Working for Prime Flight Aviation Services, Shepherd’s primary job function is to assist Terminal A passengers with the curbside check-in process. But “Shep,” as he’s known around the workplace, says his role goes well beyond simple data entry and baggage handling.

“I absolutely believe that we are ambassadors for the airport and the city of Houston,” he says. “We’re the first ones that a lot of these people are going to come into contact with and that means their first impression is going to be based on how we treat them.”

It’s a belief and approach that Shepherd began developing about the same time that Neil Armstrong was launching giant strides on the surface of the moon. Told by a friend in 1969 that jobs were available at the “new” airport on Houston’s north side, Shepherd remembers undergoing training at a nearby hotel while the finishing touches were being applied at the two-terminal facility.

“It was very different back then,” Shepherd remembers. “We were wearing dress coats and white gloves and people would come out to the airport who weren’t even flying anywhere. They just wanted to see this new airport.”

Of course Shepherd would amass an amazing collection of stories over the next 40 plus years, meeting everyone from Sammy Davis Jr. to Muhammad Ali. One of his favorite stories involves singer Pearl Bailey, who passed through Houston after receiving a chair as a gift from President Richard Nixon following a White House concert. Speaking together outside the terminal, Bailey explained to Shep that her chosen airline didn’t want to allow her to transport the chair as luggage, despite the Presidential back story. Shep says he still laughs when he remembers Bailey’s solution. She simply bought the chair a first-class seat.

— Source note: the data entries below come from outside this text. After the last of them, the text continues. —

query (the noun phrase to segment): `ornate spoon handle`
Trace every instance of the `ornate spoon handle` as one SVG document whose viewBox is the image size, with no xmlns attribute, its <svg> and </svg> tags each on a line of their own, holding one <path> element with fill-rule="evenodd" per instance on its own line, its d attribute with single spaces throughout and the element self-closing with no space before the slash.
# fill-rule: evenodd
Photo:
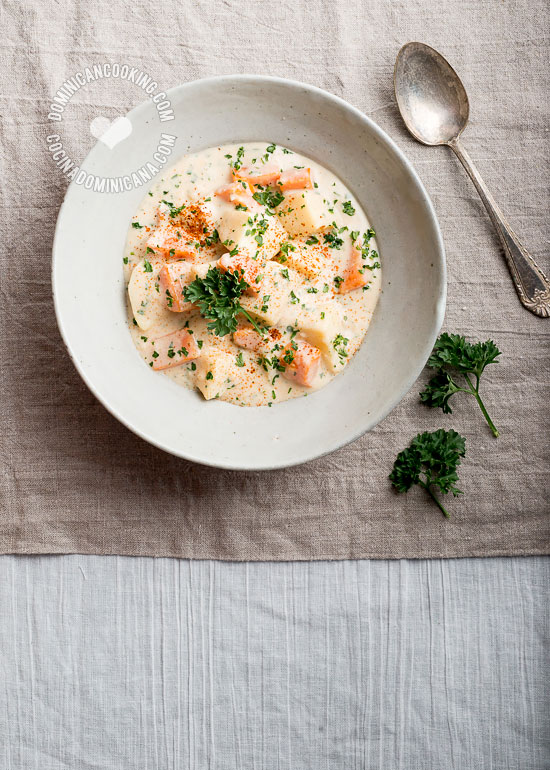
<svg viewBox="0 0 550 770">
<path fill-rule="evenodd" d="M 535 315 L 548 318 L 550 316 L 550 282 L 548 278 L 527 249 L 521 245 L 519 238 L 506 222 L 504 214 L 497 206 L 495 199 L 485 186 L 485 182 L 462 144 L 458 139 L 453 139 L 448 145 L 468 172 L 468 176 L 485 204 L 487 213 L 491 217 L 502 242 L 504 256 L 521 303 Z"/>
</svg>

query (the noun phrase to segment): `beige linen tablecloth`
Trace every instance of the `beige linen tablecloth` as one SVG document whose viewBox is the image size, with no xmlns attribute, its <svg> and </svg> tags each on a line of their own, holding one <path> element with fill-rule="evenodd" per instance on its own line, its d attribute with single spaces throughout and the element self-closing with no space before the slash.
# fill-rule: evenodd
<svg viewBox="0 0 550 770">
<path fill-rule="evenodd" d="M 543 0 L 362 3 L 92 4 L 7 1 L 3 67 L 0 552 L 118 553 L 286 560 L 541 554 L 549 550 L 550 321 L 519 304 L 471 183 L 451 153 L 416 144 L 392 92 L 399 47 L 423 40 L 468 89 L 465 143 L 547 271 L 548 13 Z M 484 378 L 494 440 L 473 400 L 452 416 L 419 404 L 426 373 L 375 430 L 290 470 L 234 473 L 192 465 L 122 427 L 88 392 L 57 331 L 50 286 L 66 182 L 45 137 L 50 99 L 78 70 L 127 63 L 164 88 L 211 74 L 304 80 L 364 110 L 417 168 L 446 242 L 445 329 L 492 337 L 502 362 Z M 93 118 L 142 100 L 120 80 L 81 89 L 63 121 L 80 161 Z M 387 476 L 419 431 L 467 439 L 464 496 L 444 520 L 421 490 Z"/>
</svg>

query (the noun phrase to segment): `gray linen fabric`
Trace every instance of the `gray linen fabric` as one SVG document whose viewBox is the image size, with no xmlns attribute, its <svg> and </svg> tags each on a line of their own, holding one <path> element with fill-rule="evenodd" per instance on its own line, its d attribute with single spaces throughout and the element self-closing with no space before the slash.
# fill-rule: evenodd
<svg viewBox="0 0 550 770">
<path fill-rule="evenodd" d="M 546 770 L 550 562 L 0 558 L 2 770 Z"/>
<path fill-rule="evenodd" d="M 392 94 L 399 47 L 445 54 L 472 103 L 465 142 L 527 246 L 548 263 L 548 11 L 543 0 L 396 2 L 158 0 L 2 5 L 0 51 L 2 314 L 0 552 L 87 552 L 220 559 L 343 559 L 545 553 L 548 537 L 548 322 L 522 309 L 488 218 L 457 161 L 416 144 Z M 372 116 L 411 158 L 447 246 L 445 328 L 504 351 L 484 395 L 444 416 L 418 403 L 423 375 L 374 431 L 317 462 L 273 473 L 216 472 L 148 446 L 80 381 L 52 309 L 50 253 L 66 183 L 45 137 L 51 96 L 83 67 L 127 62 L 163 87 L 210 74 L 304 80 Z M 90 121 L 142 99 L 111 80 L 65 111 L 81 160 Z M 420 430 L 466 436 L 464 497 L 443 521 L 420 490 L 393 494 L 393 459 Z"/>
</svg>

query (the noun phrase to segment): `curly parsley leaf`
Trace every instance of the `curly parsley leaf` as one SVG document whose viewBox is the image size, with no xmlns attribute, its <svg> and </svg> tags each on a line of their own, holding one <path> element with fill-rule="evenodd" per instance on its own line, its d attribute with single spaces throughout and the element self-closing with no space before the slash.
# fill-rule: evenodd
<svg viewBox="0 0 550 770">
<path fill-rule="evenodd" d="M 492 340 L 470 343 L 459 334 L 441 334 L 428 359 L 428 366 L 436 369 L 437 373 L 420 393 L 420 400 L 427 406 L 440 407 L 445 414 L 450 414 L 453 411 L 449 404 L 451 397 L 455 393 L 468 393 L 476 399 L 493 436 L 497 438 L 499 432 L 479 395 L 479 382 L 485 367 L 498 363 L 500 355 L 501 351 Z M 456 374 L 451 375 L 449 369 L 462 375 L 465 382 L 457 380 Z"/>
<path fill-rule="evenodd" d="M 407 449 L 397 455 L 390 481 L 397 492 L 408 492 L 418 484 L 425 489 L 447 518 L 450 514 L 437 498 L 451 492 L 455 497 L 462 492 L 456 487 L 460 458 L 466 454 L 466 440 L 455 430 L 419 433 Z"/>
<path fill-rule="evenodd" d="M 198 306 L 201 315 L 211 321 L 208 328 L 219 337 L 235 331 L 239 313 L 263 336 L 262 329 L 239 302 L 247 288 L 248 283 L 236 270 L 224 273 L 217 267 L 209 267 L 204 278 L 197 277 L 185 287 L 183 295 L 188 302 Z"/>
</svg>

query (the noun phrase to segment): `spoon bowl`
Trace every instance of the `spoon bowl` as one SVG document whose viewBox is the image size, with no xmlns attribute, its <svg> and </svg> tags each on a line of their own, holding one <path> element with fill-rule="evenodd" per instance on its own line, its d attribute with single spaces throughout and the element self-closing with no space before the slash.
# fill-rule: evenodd
<svg viewBox="0 0 550 770">
<path fill-rule="evenodd" d="M 429 45 L 403 46 L 395 62 L 394 85 L 405 125 L 422 144 L 448 144 L 466 128 L 470 105 L 462 81 Z"/>
</svg>

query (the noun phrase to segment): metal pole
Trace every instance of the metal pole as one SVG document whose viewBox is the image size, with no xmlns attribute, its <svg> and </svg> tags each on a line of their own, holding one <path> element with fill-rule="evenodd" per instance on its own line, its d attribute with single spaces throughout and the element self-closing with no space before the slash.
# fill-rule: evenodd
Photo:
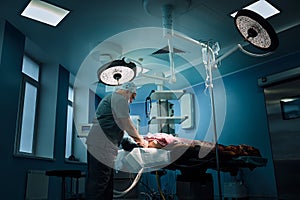
<svg viewBox="0 0 300 200">
<path fill-rule="evenodd" d="M 215 145 L 215 151 L 216 151 L 216 167 L 217 167 L 217 178 L 218 178 L 218 191 L 219 191 L 219 199 L 222 200 L 222 186 L 221 186 L 221 174 L 220 174 L 220 163 L 219 163 L 219 143 L 218 143 L 218 134 L 217 134 L 217 123 L 216 123 L 216 111 L 215 111 L 215 100 L 214 100 L 214 92 L 213 92 L 213 78 L 212 78 L 212 66 L 209 63 L 208 59 L 208 65 L 209 68 L 209 89 L 210 89 L 210 100 L 211 100 L 211 110 L 212 110 L 212 120 L 213 120 L 213 131 L 214 131 L 214 142 Z"/>
</svg>

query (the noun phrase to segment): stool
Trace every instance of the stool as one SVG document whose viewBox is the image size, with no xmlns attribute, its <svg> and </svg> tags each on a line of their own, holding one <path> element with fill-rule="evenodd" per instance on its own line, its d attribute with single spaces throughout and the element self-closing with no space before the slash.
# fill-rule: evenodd
<svg viewBox="0 0 300 200">
<path fill-rule="evenodd" d="M 77 199 L 79 197 L 78 191 L 79 191 L 79 178 L 85 177 L 85 173 L 81 172 L 80 170 L 50 170 L 46 171 L 47 176 L 56 176 L 60 177 L 62 179 L 61 181 L 61 199 L 65 200 L 66 199 L 66 189 L 65 189 L 65 184 L 66 184 L 66 177 L 71 178 L 71 191 L 73 189 L 73 178 L 76 178 L 76 193 L 75 196 Z"/>
</svg>

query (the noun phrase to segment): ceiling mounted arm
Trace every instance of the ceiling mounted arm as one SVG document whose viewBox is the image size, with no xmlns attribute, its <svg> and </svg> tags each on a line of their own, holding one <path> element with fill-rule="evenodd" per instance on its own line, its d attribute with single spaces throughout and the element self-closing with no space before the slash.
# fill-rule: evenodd
<svg viewBox="0 0 300 200">
<path fill-rule="evenodd" d="M 175 64 L 174 64 L 174 48 L 173 48 L 173 17 L 179 16 L 186 12 L 190 5 L 191 0 L 144 0 L 144 9 L 150 15 L 162 17 L 163 36 L 167 38 L 170 62 L 170 78 L 162 78 L 151 76 L 169 83 L 176 82 Z M 143 75 L 143 74 L 142 74 Z M 147 75 L 143 75 L 147 76 Z M 148 76 L 149 77 L 149 76 Z"/>
</svg>

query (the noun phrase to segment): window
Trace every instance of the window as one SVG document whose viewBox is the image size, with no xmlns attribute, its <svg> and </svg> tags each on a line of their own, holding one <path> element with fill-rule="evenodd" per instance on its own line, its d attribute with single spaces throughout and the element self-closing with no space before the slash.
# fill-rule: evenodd
<svg viewBox="0 0 300 200">
<path fill-rule="evenodd" d="M 69 86 L 65 158 L 70 158 L 70 156 L 73 154 L 73 99 L 73 87 Z"/>
<path fill-rule="evenodd" d="M 35 153 L 39 69 L 40 66 L 36 62 L 28 56 L 23 57 L 16 153 Z"/>
</svg>

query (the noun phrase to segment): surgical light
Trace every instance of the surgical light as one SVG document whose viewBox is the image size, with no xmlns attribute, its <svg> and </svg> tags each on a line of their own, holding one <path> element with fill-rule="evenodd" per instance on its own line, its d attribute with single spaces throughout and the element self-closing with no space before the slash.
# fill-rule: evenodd
<svg viewBox="0 0 300 200">
<path fill-rule="evenodd" d="M 244 39 L 255 47 L 265 51 L 273 51 L 278 47 L 279 42 L 273 27 L 256 12 L 240 10 L 234 21 Z"/>
<path fill-rule="evenodd" d="M 136 76 L 136 64 L 125 58 L 103 65 L 97 71 L 98 79 L 105 85 L 122 85 Z"/>
</svg>

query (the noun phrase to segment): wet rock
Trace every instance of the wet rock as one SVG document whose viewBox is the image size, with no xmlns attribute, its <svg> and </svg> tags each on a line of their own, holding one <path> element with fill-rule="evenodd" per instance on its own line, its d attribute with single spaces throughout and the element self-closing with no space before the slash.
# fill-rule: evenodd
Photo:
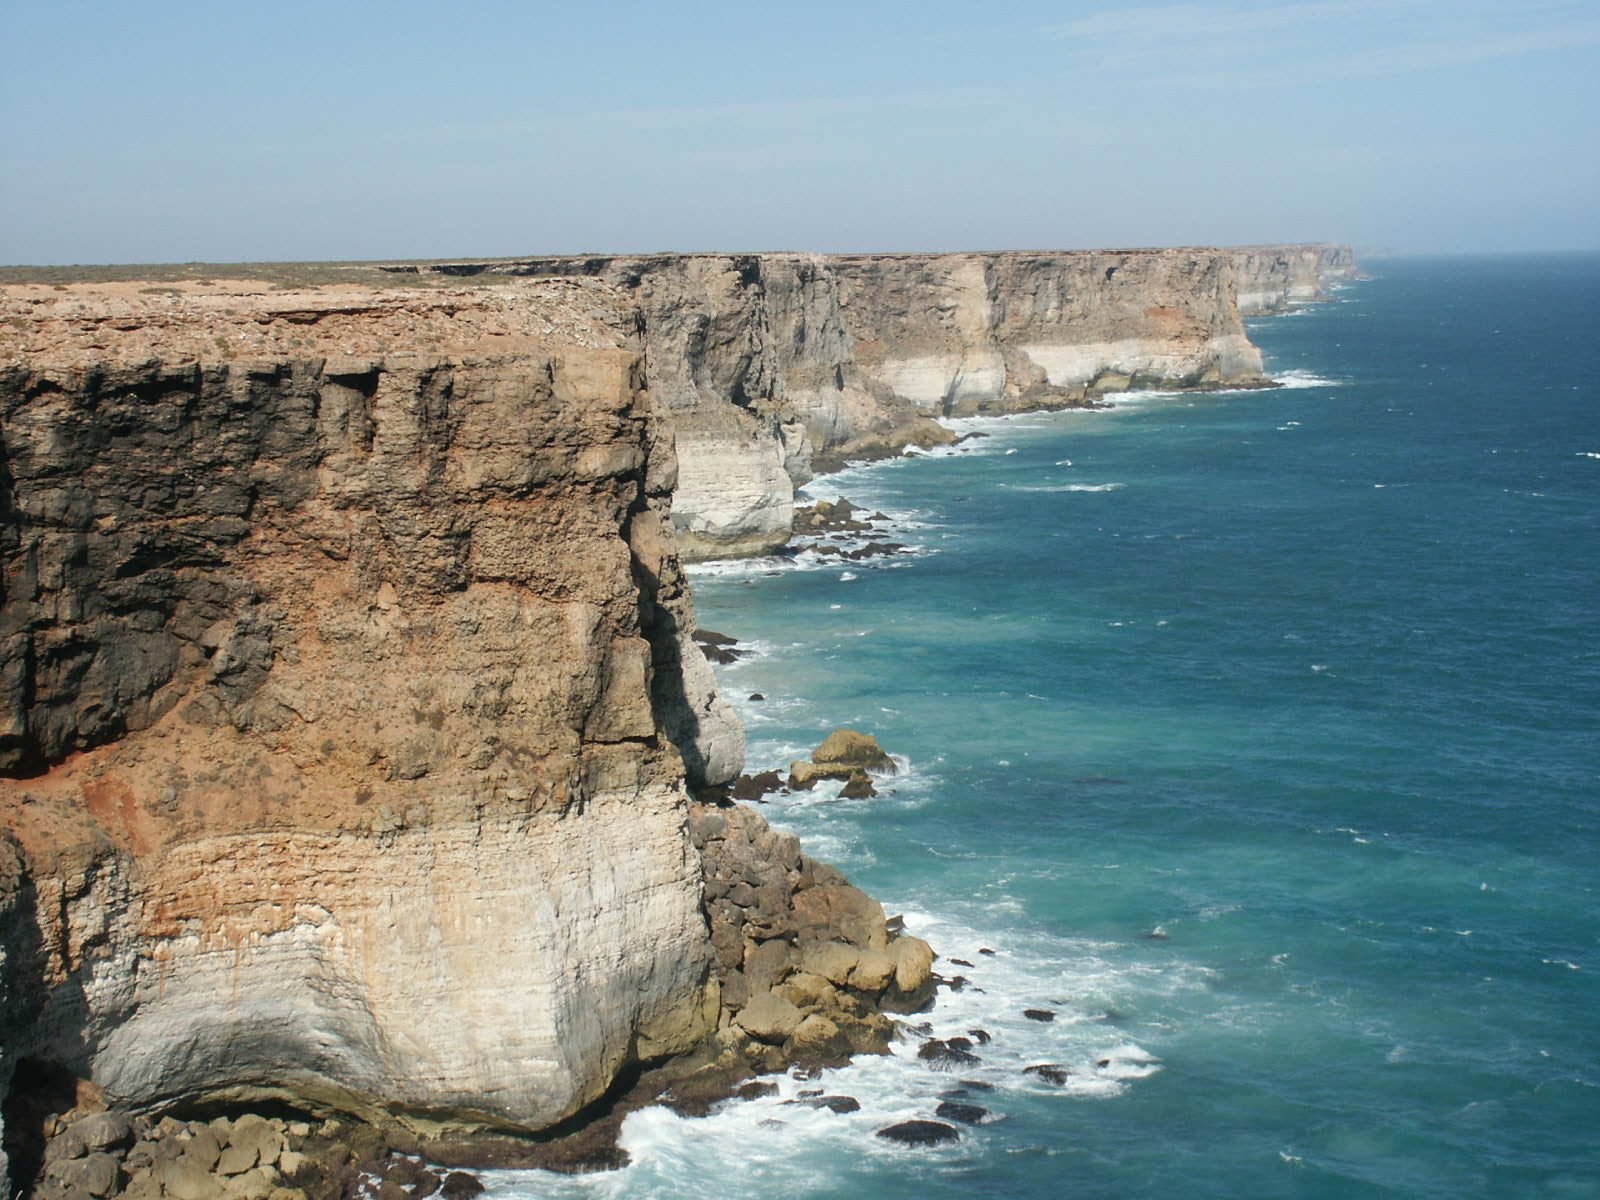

But it’s not the celebrities that have kept Shep coming back for more than four decades. “You have got to enjoy what you do and the people you work with,” he says.

“I get to argue politics and sports with people all day long and I get exercise at the same time. Most of the people I know who have retired wound up looking for another job somewhere so why in the world would I want to leave?”

Shep concludes that there is no reason to leave, and the rest of us can remain calm as a result.